El miedo de Ahmed se volvió repentinamente furia. Se levantó de un salto y se abalanzó a ciegas sobre el norteamericano, lanzando golpes sin cesar. A veces acertaba contra el rostro o el cuerpo del turista, y otras veces fallaba. En todo caso, no paraba de golpear, en un frenesí furioso, imparable, desquiciado. Dejó de ver bien. Todo lo que registraba era una refriega rabiosa. Veía una mano, un rostro, el suelo, una tienda, un pie, una mano, todo en una secuencia incesante, en medio de una confusión indescriptible y una cólera desaforada.

—¡Perro
kafir
! —vociferó en medio de aquel caos enfurecido—. ¡Que Alá te condene al fuego eterno!

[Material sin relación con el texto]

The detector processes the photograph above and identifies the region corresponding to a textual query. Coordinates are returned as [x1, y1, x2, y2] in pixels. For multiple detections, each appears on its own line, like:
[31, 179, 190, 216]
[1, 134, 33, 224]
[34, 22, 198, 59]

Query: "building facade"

Se generó un pequeño tumulto en plena calle. Ahmed notó que, al principio, la violencia de su ataque había cogido al adversario por sorpresa, aunque tras los primeros golpes había reaccionado. Redobló la furia de su ataque, en un intento de acabar la pelea cuanto antes, pero su nuevo ímpetu se vio interrumpido de manera inesperada por dos manos duras como el hierro que lo empujaron por el aire.

—¡Suéltalo! —ordenó una voz en árabe—. ¡Suéltalo!

Ahmed sintió que le doblaban el brazo derecho, que casi reventó del dolor cuando se lo apretaron con fuerza a la espalda. Se llevó un puñetazo en el estómago y el dolor, agudo y devastador, se trasladó a esa parte de su cuerpo. Se retorció y se golpeó la cabeza contra el suelo. Sintió dos patadas en las costillas, y otra en la nariz. Intentó abrir los ojos y lo vio todo rojo: era la sangre que le corría abundantemente por la cara. Pero, en medio de todo aquel barullo, consiguió ver de reojo a los hombres que habían intervenido y, al reconocer las caras serias, se dio cuenta de que estaba perdido: eran policías de paisano.